In quick succession - an auto accident with no injuries, a girl who passed out at the Credit Union, and another auto accident. J. is 20, complaining of neck pain after being rear-ended. So we put the collar on her, and I got to help get her on the board, did vitals, talked to her. We take her to Parkview. Turns out they were taking the xXx DVD back to the store 'cause they needed money. And she has no medical insurance. Supposedly it's the guy who rearended her's fault, he should pay right? I hope.
6:03 PM, and as we walk out of Parkview we're the only unit in the county who's not on a call. Including the one that was supposed to get off at 6. Fifteen minutes later, we're off to Centlivre Apartments, on a choking call. A 1-year-old. By the time we get there, all is well. Thankfully the mother speaks English...
At 6:35, still pulling out of the complex, we get another call - man down, slumped over a snowbank. This is the weird one. He's conscious, alert, just neither talking nor responding to anything. Won't give his name, won't answer questions, nothing. They stand him up, he stands there on his own. We load him onto a cart and take him over to St. Joe - and the only thing he says is "Let me go." Just once, quite calmly. Drop him off at St. Joe, where the nurse recognises him, but can't make a name. And call it a psych case. What else can you do?
I go home at 7:30, because there's no reason for me to stay and watch them do paperwork. It's been 12 hours away from home, and then roleplaying that night. All I had the energy for were quotes.
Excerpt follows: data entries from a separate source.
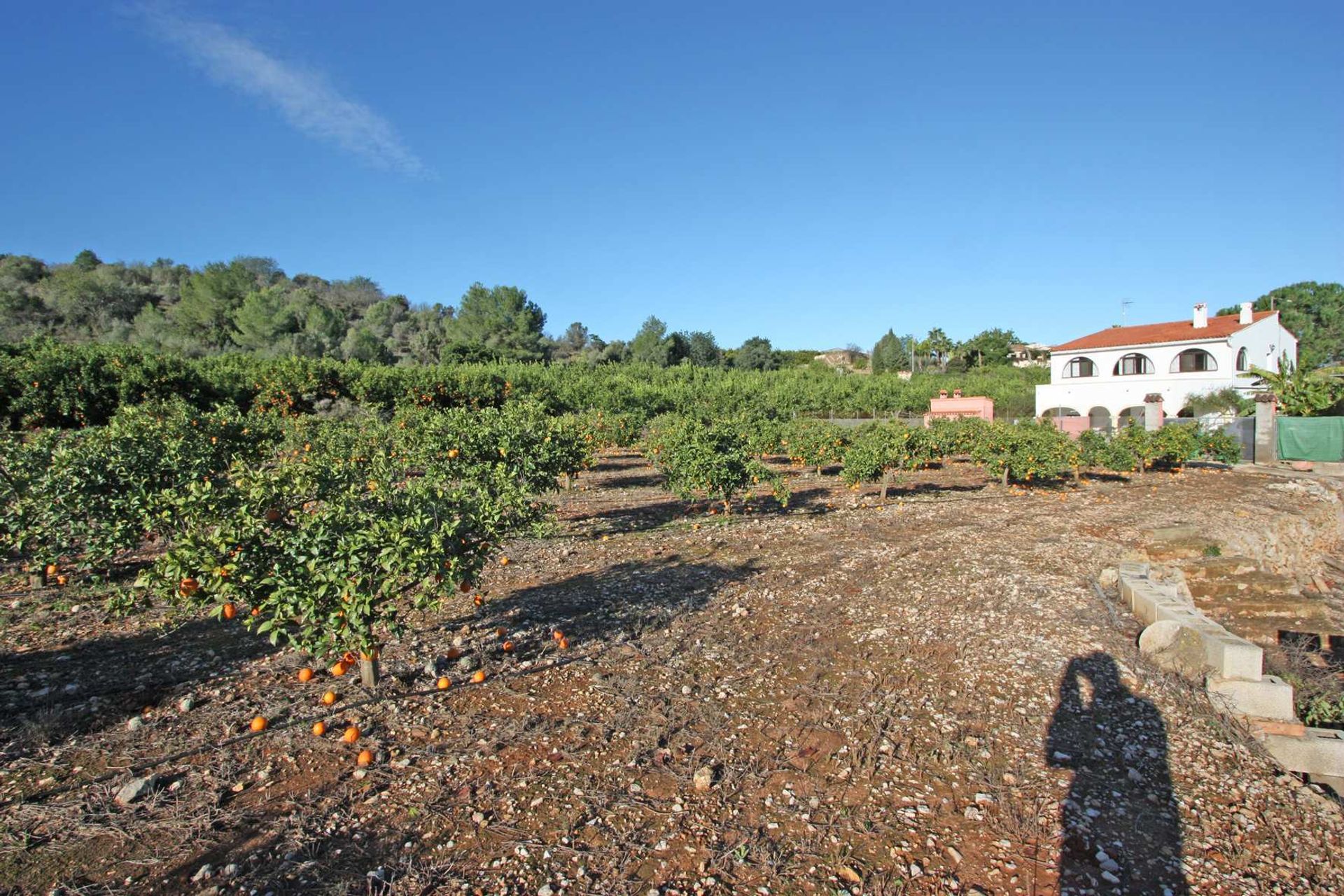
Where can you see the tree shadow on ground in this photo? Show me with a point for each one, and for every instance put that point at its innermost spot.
(635, 481)
(1121, 827)
(924, 489)
(122, 672)
(622, 601)
(631, 519)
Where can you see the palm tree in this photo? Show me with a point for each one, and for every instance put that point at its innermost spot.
(1300, 393)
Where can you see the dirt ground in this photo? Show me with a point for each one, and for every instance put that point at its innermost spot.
(924, 696)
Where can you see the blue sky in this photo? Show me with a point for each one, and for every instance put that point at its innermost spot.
(811, 172)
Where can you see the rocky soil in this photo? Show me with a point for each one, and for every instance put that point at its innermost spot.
(924, 696)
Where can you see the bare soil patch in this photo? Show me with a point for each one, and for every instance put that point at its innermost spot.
(839, 696)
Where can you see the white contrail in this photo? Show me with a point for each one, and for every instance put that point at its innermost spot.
(304, 99)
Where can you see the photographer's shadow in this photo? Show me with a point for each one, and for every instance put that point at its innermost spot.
(1121, 827)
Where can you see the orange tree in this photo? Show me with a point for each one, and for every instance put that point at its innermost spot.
(518, 442)
(813, 442)
(326, 546)
(92, 495)
(705, 458)
(1175, 445)
(878, 451)
(1025, 451)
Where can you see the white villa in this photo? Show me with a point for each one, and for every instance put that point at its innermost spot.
(1105, 377)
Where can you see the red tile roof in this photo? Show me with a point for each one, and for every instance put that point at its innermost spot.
(1219, 327)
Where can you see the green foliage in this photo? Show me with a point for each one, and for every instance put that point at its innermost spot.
(503, 320)
(756, 354)
(1218, 445)
(813, 442)
(988, 348)
(1026, 451)
(1225, 400)
(652, 344)
(890, 354)
(327, 556)
(1301, 391)
(1322, 710)
(1312, 312)
(92, 495)
(878, 451)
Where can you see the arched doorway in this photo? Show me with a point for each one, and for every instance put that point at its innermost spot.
(1130, 414)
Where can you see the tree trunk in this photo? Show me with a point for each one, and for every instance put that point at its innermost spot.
(369, 672)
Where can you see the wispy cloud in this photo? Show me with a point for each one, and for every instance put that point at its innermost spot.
(305, 99)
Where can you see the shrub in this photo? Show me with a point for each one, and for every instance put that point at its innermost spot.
(881, 450)
(711, 460)
(813, 442)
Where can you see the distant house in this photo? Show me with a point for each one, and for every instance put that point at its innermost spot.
(846, 359)
(1107, 375)
(1028, 355)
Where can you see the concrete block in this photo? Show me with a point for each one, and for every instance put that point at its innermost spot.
(1172, 532)
(1233, 657)
(1270, 697)
(1261, 727)
(1319, 752)
(1133, 570)
(1175, 648)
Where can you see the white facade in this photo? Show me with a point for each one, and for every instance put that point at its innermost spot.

Nothing much happened Saturday or Sunday. We went over to Medaryville for a family Christmas and had sandwiches and chatted with Matt's parents. Z's gaming was cancelled - and although I don't blame him, seeing as how he'd been up for way too long, it was still a disappointment. I like that character. So we stayed up late Satnite and skipped church Sunday. We'd planned to, since we'd thought that Medaryville would be a two-day affaire.
Also took the Super NES in to McVan's and traded in all the games and parts, since the console's dead (no colour). And with $130 in store credit, we got an N64 and enough Zelda and Mario to make me happy and busy for far too long.
Mailed off the ticket money for St. Vitus dance today. Can't wait for that; a whole weekend of fun, getting to dress up, an open bar. It's always a good time. Now I just have to decide what to wear...
As far as today goes, it's been...tedious. I don't have half the stuff I need to make myself organised, so I spent a lot of the day trying to figure out what was going on and failing. Not to mention falling asleep in Medicine. It's so boring. The med-school equivalent of a blow off class. I'm going to have to do notes tonight; can't afford to get behind - and when we start the semester behind already, what can you do?